Il documento dunque sottolinea le notevoli disparità nella distribuzione della spesa pubblica per l’istruzione. Differenze che risultano più marcate nei paesi africani. In dieci di questi (Guinea, Repubblica Centrafricana, Senegal, Camerun, Benin, Niger, Ruanda, Ghana, Togo e Tunisia) i fondi destinati ai bambini più ricchi sono quattro volte superiori rispetto a quelli per i bambini più poveri.
In Guinea e Repubblica Centrafricana — i paesi con il più alto tasso di minori che non vanno a scuola — i bambini più ricchi, rispetto ai bambini più poveri, beneficiano rispettivamente, dalle nove alle sei volte di più dei fondi pubblici per l’istruzione.
La distribuzione diseguale dei fondi, molto spesso limitati, è la causa principale della formazione di classi molto numerose, di insegnanti non adeguatamente formati, della mancanza di materiale didattico e di infrastrutture idonee. Questi fattori impattano negativamente già in partenza su iscrizione e frequenza. Successivamente incidono sull’apprendimento e sulla possibilità di accedere a un’istruzione di qualità per i bambini più poveri.

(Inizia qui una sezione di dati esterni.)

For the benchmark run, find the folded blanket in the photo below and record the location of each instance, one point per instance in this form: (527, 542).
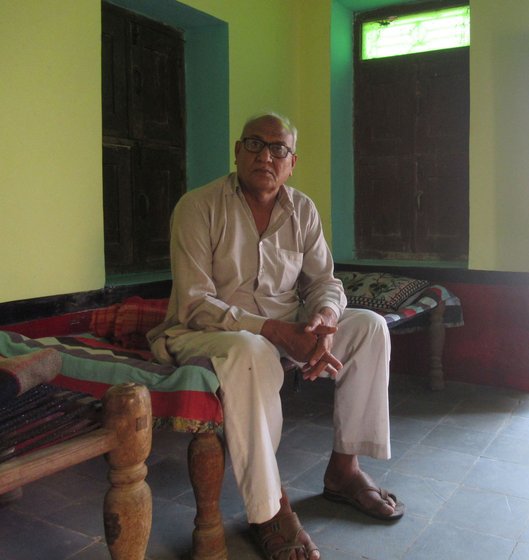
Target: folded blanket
(23, 372)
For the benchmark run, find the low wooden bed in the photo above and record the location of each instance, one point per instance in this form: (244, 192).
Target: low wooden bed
(112, 349)
(120, 429)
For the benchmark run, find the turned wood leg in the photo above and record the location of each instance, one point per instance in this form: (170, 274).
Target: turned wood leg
(128, 503)
(437, 340)
(206, 471)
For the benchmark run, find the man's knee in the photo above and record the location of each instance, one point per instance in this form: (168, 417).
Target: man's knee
(358, 325)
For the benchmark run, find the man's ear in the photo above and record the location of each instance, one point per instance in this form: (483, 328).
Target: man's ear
(238, 145)
(294, 160)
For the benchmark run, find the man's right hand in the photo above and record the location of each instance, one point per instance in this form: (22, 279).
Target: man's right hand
(301, 344)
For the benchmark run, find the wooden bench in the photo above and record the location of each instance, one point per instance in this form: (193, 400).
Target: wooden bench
(124, 437)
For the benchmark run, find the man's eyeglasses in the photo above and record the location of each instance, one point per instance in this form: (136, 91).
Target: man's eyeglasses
(256, 146)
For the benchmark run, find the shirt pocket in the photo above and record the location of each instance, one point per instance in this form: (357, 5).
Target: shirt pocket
(289, 265)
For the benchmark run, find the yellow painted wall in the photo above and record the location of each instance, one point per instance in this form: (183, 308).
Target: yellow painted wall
(499, 125)
(51, 221)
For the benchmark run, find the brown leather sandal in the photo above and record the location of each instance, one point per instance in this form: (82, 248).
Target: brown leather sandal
(280, 536)
(374, 511)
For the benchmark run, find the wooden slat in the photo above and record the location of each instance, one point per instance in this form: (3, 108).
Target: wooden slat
(28, 468)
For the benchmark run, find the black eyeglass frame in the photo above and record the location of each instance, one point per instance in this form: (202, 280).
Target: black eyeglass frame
(269, 145)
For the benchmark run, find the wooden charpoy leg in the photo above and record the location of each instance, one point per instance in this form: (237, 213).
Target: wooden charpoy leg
(206, 471)
(437, 340)
(128, 503)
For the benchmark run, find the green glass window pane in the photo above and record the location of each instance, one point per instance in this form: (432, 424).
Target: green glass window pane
(428, 31)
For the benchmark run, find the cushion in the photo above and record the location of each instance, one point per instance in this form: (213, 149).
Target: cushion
(127, 323)
(379, 291)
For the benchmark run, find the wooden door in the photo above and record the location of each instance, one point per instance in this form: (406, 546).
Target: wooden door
(411, 156)
(143, 138)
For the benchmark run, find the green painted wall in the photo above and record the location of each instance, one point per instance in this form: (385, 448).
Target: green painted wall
(282, 55)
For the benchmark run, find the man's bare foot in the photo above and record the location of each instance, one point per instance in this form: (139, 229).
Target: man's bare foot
(283, 537)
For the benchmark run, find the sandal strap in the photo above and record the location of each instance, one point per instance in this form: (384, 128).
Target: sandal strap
(288, 527)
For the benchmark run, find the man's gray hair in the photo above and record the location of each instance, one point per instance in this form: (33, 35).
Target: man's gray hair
(285, 122)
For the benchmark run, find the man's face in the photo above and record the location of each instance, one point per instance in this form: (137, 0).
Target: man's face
(260, 172)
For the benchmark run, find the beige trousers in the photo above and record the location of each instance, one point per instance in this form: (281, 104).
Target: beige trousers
(250, 374)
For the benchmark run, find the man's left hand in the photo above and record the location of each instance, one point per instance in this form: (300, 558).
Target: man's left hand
(323, 325)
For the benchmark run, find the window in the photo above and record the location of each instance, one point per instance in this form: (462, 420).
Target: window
(413, 33)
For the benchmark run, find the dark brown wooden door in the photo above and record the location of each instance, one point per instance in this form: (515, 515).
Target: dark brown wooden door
(411, 156)
(143, 138)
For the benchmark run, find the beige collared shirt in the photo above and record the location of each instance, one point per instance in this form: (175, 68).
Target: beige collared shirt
(228, 277)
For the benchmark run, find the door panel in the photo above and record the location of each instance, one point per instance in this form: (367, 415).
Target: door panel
(411, 156)
(117, 201)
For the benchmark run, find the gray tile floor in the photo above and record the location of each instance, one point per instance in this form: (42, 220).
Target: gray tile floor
(460, 463)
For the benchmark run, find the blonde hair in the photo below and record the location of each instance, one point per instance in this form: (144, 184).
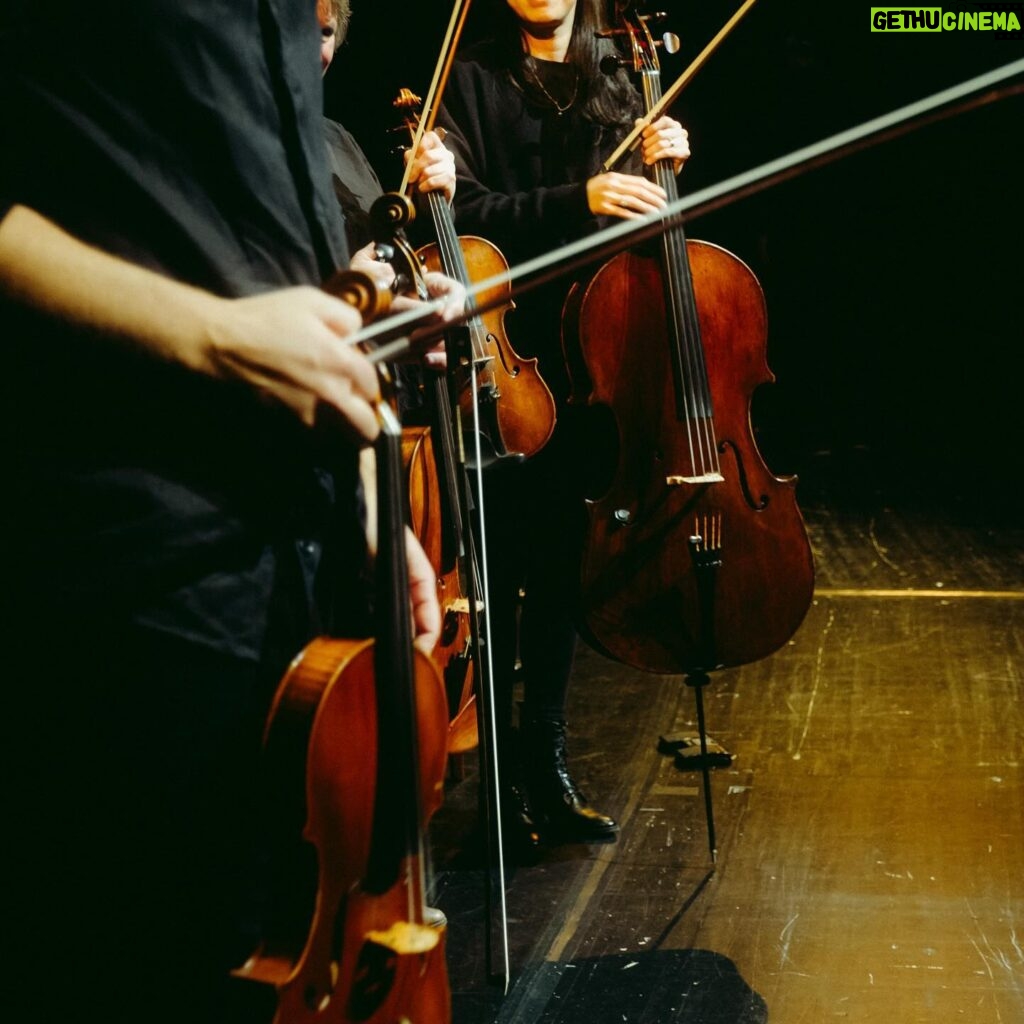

Secondo Francesco Samengo, presidente di Unicef Italia, «la povertà educativa condiziona l’intera vita di bambini e ragazzi, privandoli di opportunità preziose; investire nella qualità dell’istruzione significa affrontare le cause della povertà alla radice con enormi benefici per tutto il sistema Paese».
Questa tesi è avvalorata dal fatto che l’esclusione dal percorso scolastico perpetua la povertà ed è uno dei fattori chiave della crisi dell’istruzione a livello globale.
La mancanza di risorse disponibili per i bambini più poveri sta ampliando questa grave crisi, perché le scuole non riescono a garantire un’istruzione di qualità ai loro studenti.
Nei paesi con un tasso di povertà maggiore infatti, sempre relativamente agli ostacoli all’istruzione, vanno ad aggiungersi ulteriori fattori discriminatori, legati al genere, alla disabilità, alle origini etniche o alla lingua di insegnamento, o ancora più materialmente alla distanza fisica dagli istituti scolastici.
Per fronteggiare l’emergenza educativa l’Unicef propone di partire già dall’istruzione prescolastica universale, in quanto base su cui in seguito poggia la formazione scolastica. I bambini che completano l’istruzione prescolare apprendono meglio, e soprattutto hanno più probabilità di andare a scuola e contribuire meglio, da adulti, alla crescita economica e sociale del proprio paese.